- Interactive map of Ifedore
- Country: Nigeria
- State: Ondo State
- Headquarter: Igbara-Oke

Area
- • Total: 295 km^{2} (114 sq mi)

Population (2006)
- • Total: 176,327
- • Density: 598/km^{2} (1,550/sq mi)
- Time zone: UTC+1 (WAT)
- Postal code: 340

= Ifedore =

Ifedore is a Local Government Area in Ondo State, Nigeria. Its headquarters is in the town of Igbara-Oke. Elizade University is located in the area.

It has an area of 295 km^{2} and a population of 176,327 at the 2006 census.

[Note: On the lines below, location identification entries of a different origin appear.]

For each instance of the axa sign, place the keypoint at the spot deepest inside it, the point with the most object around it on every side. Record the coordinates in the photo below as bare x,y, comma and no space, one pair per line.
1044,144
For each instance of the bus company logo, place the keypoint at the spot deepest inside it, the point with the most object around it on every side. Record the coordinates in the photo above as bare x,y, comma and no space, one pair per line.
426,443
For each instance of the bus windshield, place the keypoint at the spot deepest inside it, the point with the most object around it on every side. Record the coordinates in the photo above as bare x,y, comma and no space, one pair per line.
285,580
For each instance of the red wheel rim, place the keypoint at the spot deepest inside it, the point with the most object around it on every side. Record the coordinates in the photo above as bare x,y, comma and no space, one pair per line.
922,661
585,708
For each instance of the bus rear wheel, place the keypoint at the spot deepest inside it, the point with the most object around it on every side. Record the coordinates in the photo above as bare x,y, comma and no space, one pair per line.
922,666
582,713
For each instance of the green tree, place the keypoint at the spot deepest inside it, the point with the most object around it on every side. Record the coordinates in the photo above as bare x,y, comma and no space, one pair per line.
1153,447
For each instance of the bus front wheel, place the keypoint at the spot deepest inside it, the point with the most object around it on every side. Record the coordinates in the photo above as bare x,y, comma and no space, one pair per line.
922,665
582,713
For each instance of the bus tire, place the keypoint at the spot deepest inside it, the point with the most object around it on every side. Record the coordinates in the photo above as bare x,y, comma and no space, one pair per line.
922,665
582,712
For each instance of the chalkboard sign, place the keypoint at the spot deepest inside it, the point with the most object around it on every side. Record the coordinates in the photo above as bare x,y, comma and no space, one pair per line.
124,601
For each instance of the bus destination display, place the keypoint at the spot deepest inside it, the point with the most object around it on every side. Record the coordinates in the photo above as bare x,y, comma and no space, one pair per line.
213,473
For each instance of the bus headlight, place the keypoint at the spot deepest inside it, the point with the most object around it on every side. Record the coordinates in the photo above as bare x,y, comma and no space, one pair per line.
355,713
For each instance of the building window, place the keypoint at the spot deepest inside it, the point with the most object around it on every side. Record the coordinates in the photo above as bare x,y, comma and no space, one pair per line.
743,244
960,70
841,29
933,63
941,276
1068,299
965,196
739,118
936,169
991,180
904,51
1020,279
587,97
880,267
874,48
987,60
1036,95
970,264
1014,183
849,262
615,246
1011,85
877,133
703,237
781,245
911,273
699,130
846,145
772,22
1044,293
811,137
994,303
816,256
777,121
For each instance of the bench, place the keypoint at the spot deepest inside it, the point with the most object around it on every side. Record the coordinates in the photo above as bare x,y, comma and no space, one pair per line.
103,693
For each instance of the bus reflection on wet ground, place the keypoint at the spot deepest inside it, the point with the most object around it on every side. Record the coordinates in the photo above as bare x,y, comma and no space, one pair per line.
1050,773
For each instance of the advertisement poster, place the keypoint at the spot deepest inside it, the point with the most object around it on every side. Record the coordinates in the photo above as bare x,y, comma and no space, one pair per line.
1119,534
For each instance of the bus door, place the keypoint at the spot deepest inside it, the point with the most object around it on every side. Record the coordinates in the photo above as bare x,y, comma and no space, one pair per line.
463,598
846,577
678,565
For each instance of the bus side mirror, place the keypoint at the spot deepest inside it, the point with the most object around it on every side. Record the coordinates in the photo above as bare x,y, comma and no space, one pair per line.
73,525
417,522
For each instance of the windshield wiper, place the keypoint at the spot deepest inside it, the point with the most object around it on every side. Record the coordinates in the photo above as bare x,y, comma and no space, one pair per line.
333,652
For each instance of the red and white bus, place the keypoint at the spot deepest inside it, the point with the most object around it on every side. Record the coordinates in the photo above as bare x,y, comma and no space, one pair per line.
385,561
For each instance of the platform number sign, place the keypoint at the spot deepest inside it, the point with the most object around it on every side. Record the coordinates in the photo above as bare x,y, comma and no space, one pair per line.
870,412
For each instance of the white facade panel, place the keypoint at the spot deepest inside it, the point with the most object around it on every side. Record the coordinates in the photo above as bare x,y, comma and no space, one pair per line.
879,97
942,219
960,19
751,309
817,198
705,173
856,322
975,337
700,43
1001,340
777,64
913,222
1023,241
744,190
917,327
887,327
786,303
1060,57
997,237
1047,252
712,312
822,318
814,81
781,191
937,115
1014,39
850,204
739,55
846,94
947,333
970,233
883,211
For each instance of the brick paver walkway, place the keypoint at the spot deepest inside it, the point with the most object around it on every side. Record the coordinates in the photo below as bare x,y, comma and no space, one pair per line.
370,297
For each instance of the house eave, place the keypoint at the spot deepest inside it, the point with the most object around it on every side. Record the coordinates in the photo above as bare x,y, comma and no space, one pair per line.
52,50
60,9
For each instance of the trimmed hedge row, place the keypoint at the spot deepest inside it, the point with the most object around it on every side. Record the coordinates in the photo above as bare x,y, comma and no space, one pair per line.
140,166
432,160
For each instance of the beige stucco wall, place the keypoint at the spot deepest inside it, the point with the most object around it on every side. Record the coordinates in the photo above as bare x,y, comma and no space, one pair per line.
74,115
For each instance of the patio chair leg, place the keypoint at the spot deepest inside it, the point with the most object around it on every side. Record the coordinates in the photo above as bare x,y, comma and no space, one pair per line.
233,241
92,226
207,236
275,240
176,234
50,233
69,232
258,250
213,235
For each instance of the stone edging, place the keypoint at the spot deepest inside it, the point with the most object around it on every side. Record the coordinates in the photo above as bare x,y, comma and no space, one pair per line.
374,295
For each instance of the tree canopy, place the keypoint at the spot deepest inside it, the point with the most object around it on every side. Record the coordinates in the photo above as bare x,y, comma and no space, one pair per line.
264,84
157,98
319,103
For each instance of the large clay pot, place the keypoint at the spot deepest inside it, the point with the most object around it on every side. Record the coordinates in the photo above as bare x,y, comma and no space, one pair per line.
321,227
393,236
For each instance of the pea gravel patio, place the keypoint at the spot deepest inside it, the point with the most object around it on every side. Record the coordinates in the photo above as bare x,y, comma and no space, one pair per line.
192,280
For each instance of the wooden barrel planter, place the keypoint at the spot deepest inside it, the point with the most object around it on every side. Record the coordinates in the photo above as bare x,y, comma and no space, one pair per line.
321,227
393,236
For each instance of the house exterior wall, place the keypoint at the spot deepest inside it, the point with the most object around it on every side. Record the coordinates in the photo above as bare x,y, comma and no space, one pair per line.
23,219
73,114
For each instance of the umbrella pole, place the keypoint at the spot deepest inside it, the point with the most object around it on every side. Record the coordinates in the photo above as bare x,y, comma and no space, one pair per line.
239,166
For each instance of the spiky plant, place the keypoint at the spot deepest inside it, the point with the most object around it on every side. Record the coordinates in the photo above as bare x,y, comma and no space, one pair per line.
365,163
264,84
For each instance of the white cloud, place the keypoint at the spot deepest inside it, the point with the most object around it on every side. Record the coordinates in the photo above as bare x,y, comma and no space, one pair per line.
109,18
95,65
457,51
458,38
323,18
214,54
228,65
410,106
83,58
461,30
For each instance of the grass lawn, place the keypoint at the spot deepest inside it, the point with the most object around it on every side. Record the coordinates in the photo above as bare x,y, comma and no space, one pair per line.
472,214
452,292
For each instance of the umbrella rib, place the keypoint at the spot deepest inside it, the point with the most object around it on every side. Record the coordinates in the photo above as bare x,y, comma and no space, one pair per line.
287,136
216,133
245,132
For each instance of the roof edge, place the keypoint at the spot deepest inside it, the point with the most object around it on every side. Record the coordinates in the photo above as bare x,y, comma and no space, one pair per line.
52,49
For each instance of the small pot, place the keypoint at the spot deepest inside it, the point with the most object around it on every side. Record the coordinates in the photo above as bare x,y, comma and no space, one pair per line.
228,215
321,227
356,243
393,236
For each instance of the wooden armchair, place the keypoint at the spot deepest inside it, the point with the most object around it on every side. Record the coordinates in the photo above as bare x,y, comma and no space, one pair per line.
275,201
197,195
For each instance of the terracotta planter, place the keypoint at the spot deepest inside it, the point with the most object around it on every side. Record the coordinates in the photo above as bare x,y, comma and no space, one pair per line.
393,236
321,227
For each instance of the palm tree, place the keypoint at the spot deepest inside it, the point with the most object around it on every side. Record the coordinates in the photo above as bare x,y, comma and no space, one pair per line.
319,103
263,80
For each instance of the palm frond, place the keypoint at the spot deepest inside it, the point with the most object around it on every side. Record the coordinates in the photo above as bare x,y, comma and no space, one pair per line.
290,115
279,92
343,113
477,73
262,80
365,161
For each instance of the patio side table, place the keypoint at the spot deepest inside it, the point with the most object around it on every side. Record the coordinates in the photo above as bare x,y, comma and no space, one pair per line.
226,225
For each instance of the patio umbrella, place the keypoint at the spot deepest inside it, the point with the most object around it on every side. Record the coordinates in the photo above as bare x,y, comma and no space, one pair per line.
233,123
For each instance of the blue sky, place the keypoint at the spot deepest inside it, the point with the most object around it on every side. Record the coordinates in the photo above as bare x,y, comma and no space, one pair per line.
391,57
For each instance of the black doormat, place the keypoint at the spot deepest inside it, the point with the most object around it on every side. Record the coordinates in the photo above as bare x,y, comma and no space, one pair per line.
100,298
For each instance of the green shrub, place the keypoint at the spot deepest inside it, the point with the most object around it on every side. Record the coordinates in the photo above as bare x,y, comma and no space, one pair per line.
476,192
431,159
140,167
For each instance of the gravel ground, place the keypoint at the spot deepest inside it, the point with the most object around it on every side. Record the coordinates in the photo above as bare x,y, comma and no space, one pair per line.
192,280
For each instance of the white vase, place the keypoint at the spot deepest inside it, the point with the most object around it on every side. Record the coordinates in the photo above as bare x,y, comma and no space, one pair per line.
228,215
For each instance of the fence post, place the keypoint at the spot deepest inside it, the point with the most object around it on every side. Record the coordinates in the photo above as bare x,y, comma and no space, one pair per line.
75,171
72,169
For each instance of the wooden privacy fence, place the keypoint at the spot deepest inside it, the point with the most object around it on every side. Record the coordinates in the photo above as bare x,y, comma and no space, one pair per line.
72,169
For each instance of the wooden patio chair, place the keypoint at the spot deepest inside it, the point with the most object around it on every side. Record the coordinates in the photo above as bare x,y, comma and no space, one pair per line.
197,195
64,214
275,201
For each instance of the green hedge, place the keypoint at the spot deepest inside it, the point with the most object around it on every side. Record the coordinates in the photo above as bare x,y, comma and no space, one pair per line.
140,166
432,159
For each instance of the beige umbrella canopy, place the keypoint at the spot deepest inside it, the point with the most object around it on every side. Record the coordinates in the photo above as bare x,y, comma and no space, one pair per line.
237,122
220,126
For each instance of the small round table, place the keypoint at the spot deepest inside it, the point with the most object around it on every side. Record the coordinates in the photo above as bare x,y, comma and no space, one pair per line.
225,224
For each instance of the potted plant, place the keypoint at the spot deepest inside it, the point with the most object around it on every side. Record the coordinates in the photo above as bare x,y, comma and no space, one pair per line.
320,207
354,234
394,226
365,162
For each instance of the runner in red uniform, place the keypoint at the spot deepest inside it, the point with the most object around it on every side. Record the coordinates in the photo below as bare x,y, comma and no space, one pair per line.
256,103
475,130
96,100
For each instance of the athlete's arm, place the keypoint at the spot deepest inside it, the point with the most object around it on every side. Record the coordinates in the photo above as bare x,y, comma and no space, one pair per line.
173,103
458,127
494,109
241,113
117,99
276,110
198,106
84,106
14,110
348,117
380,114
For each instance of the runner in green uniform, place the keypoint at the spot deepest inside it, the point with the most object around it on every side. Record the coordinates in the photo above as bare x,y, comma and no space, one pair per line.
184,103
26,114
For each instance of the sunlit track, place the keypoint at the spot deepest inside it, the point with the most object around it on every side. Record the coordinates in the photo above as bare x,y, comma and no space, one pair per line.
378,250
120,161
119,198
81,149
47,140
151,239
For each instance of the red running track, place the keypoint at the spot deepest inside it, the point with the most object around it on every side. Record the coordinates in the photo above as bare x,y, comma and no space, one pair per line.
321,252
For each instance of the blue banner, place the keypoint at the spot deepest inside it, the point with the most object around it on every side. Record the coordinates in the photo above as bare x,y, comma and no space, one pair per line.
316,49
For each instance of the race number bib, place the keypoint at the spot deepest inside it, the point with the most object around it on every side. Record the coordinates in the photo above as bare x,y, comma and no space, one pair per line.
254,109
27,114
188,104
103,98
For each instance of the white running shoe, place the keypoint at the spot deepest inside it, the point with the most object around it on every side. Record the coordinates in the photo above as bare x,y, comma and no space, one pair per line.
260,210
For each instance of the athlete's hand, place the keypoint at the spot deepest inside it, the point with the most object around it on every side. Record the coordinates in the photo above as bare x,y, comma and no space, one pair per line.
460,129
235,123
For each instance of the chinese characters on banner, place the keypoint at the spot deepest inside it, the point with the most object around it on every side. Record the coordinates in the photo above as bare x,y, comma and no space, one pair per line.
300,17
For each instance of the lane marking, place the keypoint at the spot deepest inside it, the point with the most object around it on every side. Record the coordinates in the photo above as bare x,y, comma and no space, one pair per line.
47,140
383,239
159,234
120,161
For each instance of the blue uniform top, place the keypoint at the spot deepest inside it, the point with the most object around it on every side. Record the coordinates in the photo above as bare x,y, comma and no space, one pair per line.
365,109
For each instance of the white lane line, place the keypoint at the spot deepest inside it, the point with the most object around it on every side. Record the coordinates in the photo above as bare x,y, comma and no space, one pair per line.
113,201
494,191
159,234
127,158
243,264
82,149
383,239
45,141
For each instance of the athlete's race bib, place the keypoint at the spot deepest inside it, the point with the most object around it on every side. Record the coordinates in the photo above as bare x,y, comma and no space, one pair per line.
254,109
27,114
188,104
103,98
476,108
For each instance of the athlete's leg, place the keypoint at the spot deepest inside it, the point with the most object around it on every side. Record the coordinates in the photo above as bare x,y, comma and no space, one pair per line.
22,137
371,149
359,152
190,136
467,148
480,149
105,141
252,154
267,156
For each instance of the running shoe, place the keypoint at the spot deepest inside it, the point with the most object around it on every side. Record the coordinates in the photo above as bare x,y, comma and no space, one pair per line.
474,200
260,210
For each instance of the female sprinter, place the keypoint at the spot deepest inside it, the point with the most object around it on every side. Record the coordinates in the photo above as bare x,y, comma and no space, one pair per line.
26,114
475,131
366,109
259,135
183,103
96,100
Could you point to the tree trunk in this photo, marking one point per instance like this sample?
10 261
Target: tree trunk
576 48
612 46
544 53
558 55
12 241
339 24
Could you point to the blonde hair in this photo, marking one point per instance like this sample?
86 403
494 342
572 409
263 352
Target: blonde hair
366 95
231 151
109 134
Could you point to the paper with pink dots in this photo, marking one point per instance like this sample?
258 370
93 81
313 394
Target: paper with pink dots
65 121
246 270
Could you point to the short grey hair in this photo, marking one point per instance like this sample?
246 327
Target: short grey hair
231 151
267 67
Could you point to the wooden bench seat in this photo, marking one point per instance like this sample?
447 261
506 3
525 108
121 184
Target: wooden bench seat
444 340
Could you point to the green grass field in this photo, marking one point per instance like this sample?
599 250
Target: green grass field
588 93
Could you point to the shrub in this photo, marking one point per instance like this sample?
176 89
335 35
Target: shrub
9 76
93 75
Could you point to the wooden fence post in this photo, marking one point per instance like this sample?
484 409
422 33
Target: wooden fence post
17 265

The postal code of the area is 340.

== Climate ==
Ifedore experiences a tropical wet-and-dry climate characterized by a long rainy season, peaking between July and September. Temperatures remain warm across the year, with humidity highest during the wet season months.
== Economy ==
In Ifedore Local Government Area, farming is a major economic activity. Substantial amounts of crops, including yam, plantain, and cocoa, are farmed there. In addition, the Local Government Area is home to a number of markets that give locals a place to trade a range of goods and services. In addition, Ifedore Local Government Area is home to a number of public and commercial institutions, hotels, banks, and leisure areas.